It’s an excellent review of the history of wildlife management in the national parks. Originally, wildlife were an afterthought because the parks were built around monumental scenery. After that, many people started to think of some species of wildlife as part of the scenery too, such as bears in Yellowstone or Yosemite. Eventually, wildlife became a featured part of some parks such as Isle Royale or the Everglades. In all parks, wildlife faces threats external to the park such as pollution or exotic species, as well as internal threats from tourism and other national park service goals.

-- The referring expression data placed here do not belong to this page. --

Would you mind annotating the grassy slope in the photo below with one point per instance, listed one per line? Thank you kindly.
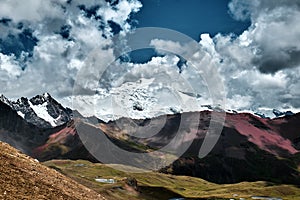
(161, 186)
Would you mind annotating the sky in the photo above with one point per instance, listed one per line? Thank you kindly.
(254, 45)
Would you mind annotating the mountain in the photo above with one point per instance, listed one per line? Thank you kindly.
(41, 110)
(25, 178)
(250, 148)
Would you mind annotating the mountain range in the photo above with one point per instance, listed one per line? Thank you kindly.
(250, 148)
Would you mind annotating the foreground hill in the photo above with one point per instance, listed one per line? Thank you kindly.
(24, 178)
(153, 186)
(250, 148)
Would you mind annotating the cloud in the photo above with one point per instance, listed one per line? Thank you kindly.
(34, 10)
(274, 33)
(62, 36)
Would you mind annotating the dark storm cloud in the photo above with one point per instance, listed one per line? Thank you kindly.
(276, 31)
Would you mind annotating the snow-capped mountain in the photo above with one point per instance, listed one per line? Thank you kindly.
(41, 110)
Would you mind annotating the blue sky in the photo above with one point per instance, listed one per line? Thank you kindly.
(191, 17)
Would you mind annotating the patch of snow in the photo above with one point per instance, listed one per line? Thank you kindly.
(42, 112)
(21, 114)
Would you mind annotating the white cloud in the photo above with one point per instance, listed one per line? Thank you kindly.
(9, 66)
(56, 61)
(34, 10)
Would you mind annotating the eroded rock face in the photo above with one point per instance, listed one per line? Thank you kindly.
(41, 110)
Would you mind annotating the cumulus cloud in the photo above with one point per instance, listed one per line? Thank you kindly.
(274, 33)
(61, 35)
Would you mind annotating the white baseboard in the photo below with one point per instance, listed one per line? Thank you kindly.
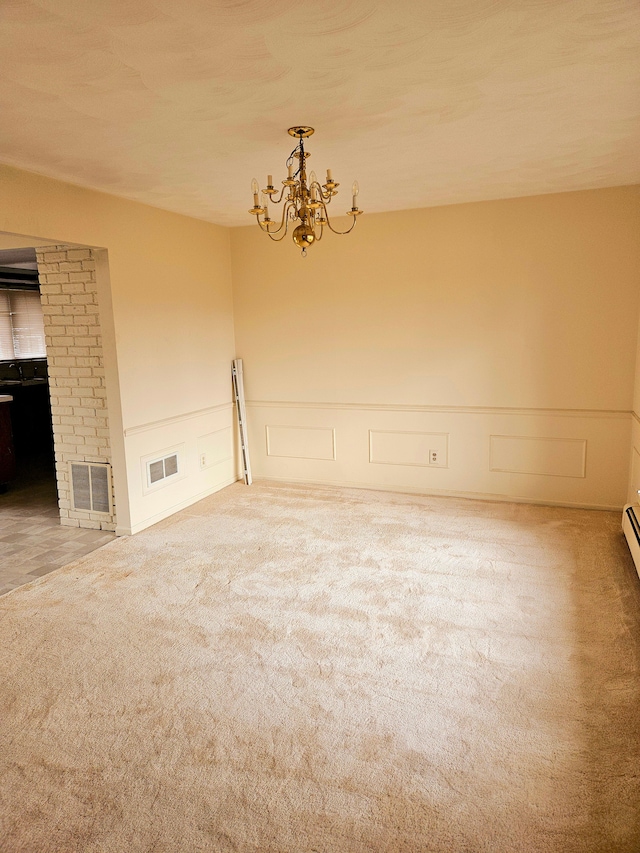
(160, 516)
(479, 496)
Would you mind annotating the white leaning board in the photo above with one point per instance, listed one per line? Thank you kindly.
(238, 390)
(631, 530)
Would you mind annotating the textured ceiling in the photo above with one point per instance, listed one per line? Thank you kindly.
(426, 102)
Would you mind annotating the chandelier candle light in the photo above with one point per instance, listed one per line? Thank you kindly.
(307, 202)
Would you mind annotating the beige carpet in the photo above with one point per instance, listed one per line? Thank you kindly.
(286, 669)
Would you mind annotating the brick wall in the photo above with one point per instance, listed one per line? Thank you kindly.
(76, 371)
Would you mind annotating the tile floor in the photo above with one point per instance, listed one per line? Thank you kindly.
(32, 541)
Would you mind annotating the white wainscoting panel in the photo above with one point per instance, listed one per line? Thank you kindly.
(215, 447)
(301, 442)
(389, 447)
(211, 431)
(526, 454)
(384, 447)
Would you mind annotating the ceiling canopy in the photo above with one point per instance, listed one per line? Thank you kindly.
(425, 102)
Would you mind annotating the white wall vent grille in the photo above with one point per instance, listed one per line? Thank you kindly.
(91, 487)
(162, 469)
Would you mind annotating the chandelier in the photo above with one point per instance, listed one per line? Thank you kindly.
(307, 202)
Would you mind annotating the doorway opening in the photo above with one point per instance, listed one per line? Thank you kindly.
(52, 411)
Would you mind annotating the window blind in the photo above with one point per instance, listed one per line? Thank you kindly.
(21, 325)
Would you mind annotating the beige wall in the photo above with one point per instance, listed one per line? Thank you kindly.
(171, 338)
(634, 475)
(504, 332)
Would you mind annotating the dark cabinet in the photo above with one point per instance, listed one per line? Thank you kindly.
(7, 453)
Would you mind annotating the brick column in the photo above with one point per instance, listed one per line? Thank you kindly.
(69, 299)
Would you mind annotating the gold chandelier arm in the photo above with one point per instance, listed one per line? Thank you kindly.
(341, 233)
(282, 225)
(278, 200)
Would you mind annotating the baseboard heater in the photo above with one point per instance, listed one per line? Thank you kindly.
(631, 530)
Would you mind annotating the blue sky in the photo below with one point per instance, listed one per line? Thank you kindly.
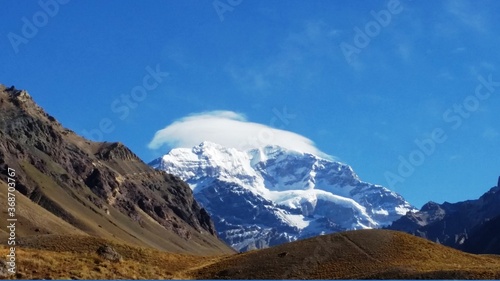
(366, 81)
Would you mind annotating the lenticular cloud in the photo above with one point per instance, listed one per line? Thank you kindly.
(229, 129)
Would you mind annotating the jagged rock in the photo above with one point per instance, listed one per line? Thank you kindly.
(109, 253)
(3, 268)
(102, 177)
(453, 224)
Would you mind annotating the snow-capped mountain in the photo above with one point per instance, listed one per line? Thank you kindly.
(271, 195)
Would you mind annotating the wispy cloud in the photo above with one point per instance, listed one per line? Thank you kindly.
(467, 15)
(491, 134)
(229, 129)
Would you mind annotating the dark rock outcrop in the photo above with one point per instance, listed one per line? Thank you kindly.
(99, 176)
(468, 225)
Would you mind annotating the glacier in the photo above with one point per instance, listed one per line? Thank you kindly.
(271, 195)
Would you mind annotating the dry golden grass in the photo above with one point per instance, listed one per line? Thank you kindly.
(355, 255)
(364, 254)
(74, 257)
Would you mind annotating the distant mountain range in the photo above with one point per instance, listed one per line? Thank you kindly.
(272, 195)
(97, 211)
(472, 225)
(68, 185)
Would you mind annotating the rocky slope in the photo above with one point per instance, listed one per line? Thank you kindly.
(469, 225)
(101, 189)
(271, 195)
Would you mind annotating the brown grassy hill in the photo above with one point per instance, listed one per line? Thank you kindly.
(354, 255)
(75, 257)
(69, 185)
(363, 254)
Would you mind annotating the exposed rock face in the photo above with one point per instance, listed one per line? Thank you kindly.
(104, 177)
(464, 225)
(3, 269)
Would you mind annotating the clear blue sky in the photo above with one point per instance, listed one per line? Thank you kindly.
(362, 79)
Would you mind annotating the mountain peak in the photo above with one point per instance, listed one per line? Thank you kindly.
(270, 195)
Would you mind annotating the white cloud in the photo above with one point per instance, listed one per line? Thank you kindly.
(229, 129)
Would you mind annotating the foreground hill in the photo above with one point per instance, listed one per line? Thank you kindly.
(360, 254)
(68, 185)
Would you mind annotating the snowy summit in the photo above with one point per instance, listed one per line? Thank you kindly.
(272, 195)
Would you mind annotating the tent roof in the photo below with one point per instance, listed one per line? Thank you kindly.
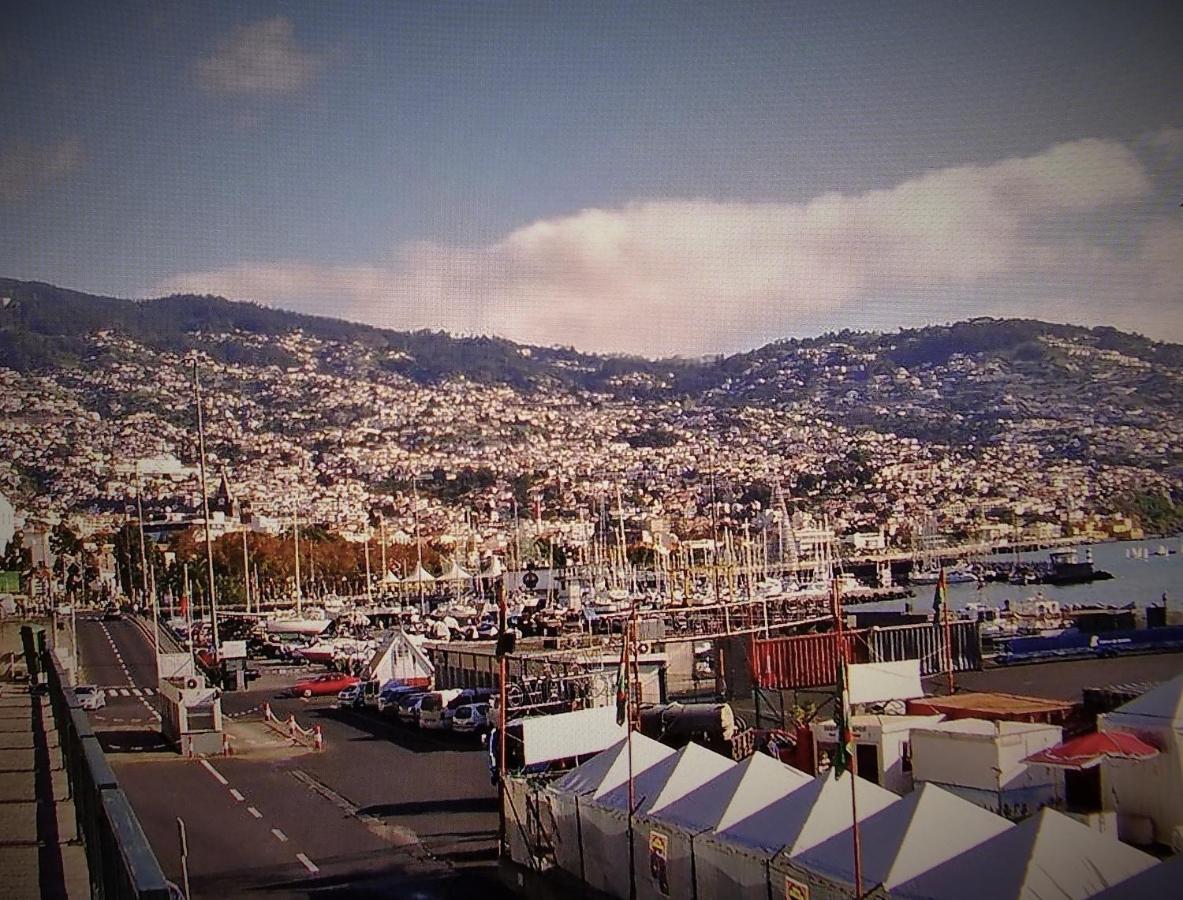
(762, 781)
(1088, 750)
(453, 572)
(697, 790)
(906, 839)
(1047, 855)
(1161, 880)
(1163, 703)
(806, 816)
(419, 576)
(609, 769)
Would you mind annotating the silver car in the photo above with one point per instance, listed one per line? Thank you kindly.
(90, 697)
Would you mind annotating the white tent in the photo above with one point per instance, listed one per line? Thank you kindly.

The authors review these issues very well, and this book is one of the central texts for any review of wildlife in the parks. However, they shrink back from making any strong recommendations. As scientists, they tend to feel more comfortable with recommendations of the form, "If your goal is X, then your policy should be Y." They are less comfortable talking about what the policy goals should be, and the authors did not see this book as the place to make radical recommendations about decommissioning roads, removing tourists, or the like.
They also don’t really confront the political problems involved in park policy. These include the interests of concessionaires and gateway communities, hunters in the region around each park, congressional pork, the political interests of the National Park Service, and the self-interest of scientists who work in parks (such as the authors!). While they mention these issues, they don’t really confront them as either obstacles or opportunities to their preferred policy, in large part because their policy recommendations are pretty weak themselves.
Though this book is essential if you want to understand wildlife in parks, those limitations are an important weakness. It deserves 4.5 stars but I’ll round up because I’m in a good mood.